Al wie den geest van florian, uit zyne overige Schriften, kent, zal zich gemakkelyk overtuigen, dat zulk een Dichter, wanneer hy zich op de Fabel toe wilde leggen, in dat vak, ongetwyfeld, iets uitmuntends leveren zou. En dit heeft hy, in de daad, volgens het eenpaarig oordeel van alle kenners, in dit Werk gedaan. Hy heeft, in en buiten zyn Vaderland, door dezen zynen arbeid, voor zich zelven eene blyvende eer verworven, en aan honderden Leezers inenig aangenaam en nuttig uur bezorgd. Die geenen onder onze Landgenooten, derhalven, welken dit boek in het oorspronglyke niet leezen kunnen, hebben zeer veel verplichting aan de Heeren a.l. barbaz en p.g. witzen geysbeek, (die zich, door de ondertekening van het Voorbericht, als de Vertaalers hebben doen kennen,) voor de pogingen, die zy hebben aangewend, om hun den Franschen Dichter, zoo als hy is, te weeten verheven en sierlyk, onder eene eenvouwige gedaante, in hunne taal over te leveren. Een ieder, die weet, wat het zy, een' Dichter te vertaalen, vooral een' Fabeldichter, en wel een' Fabeldichter zoo naîf als florian, zal gemakkelyk bevroeden, dat ook de bekwaamste Vertaaler, met den besten wil, hier echter altyd verre beneden het oorspronglyke moet blyven. Het is onmogelyk, dat niet hier en daar een fyne trek verlooren zou gaan, dat niet zomtyds de bevallige kortheid van het oorspronglyke in de navolging van den Overzetter onkenbaar zou worden. De Vertaalers zullen zelven niet beweeren willen, dat hunne arbeid boven het algemeen lot van zulke onderneemingen verheven is. Men moet hun echter het regt doen, van te erkennen, dat hun werk genoegzaame blyken draagt van de vlyt, waar mede zy dezen taak tot dus verre hebben bearbeid, en dat zy daar in, over het algemeen, vry wel geslaagd zyn. In plaats van ons in byzonderheden in te laaten, willen wy liever het kundige gedeelte onzer Leezers zelven laaten oordeelen over de twee volgende
proeven, waar by wy ten dien einde het oorspronglyke van florian vooraf zullen zenden.
Zyne eerste Fabel is:
La fable et la vérité.
Sortit un jour de son puit;
| |
| |
Ses attraits par le tems étoient un peu détruits;
Jeunes & vieux fuyoient à sa vue,
La pauvre vérité restoit là morfondue,
Sans trouver un asyle, où pouvoit habiter.

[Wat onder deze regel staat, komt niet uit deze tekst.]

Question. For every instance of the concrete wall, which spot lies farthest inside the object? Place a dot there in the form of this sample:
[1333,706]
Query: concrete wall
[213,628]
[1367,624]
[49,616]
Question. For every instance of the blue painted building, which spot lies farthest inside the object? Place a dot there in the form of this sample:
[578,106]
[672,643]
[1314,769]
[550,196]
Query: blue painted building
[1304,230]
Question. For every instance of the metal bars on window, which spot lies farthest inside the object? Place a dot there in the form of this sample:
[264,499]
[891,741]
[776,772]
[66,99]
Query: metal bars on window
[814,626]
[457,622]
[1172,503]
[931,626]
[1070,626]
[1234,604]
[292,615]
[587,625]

A ses yeux vient se présenter
La Fable richement vêtue,
Portant plumes & diamans,
La plupart faux, mais très-brillans,
Eh! vous voila! bon-jour, dit-elle:
Que faites-vous ici, seule, sur un chemin!
La vérité répond: vous le voyez, je gele.
Aux passans je demande en vain
De me donner une retraite;
Je leur fais peur à tous. Hélas! je le vois bien,
Vieille femme n'obtient plus rien.
Vous êtes pourtant ma cadette,
Dit la Fable, & sans vanité
Par-tout je suis fort bien reçue.
Pourquoi vous montrer toute nue?
Cela n'est pas adroit. Tenez, arrangeons nous;
Qu'un même intérêt nous rassemble:
Venez sous mon manteau, nous marcherons ensemble.
Chez le sage, à cause de vous,
Je ne serai point rebutée;
A cause de moi, chez les fous
Vous ne serez point maltraitée.
Servant par ce moyen chacun selon son goût,
Crace à votre raison, & grace à ma folie,
Vous verrez, ma soeur, que par-tout
Nous passerons de compagnie.
De Vertaaling luidt:
De fabel en de waarheid.
De Waarheid naakt, gelyk een eerstgeboren',
Rees uit haar put, een' tyd geleen;
Zy had, door ouderdom, een weinig schoon verloren:
En jong en oud vlood angstig heen
De goede Waarheid was versuft en heel te onvreên,
En vond geene enkle hut haar ten verblyf beschoren.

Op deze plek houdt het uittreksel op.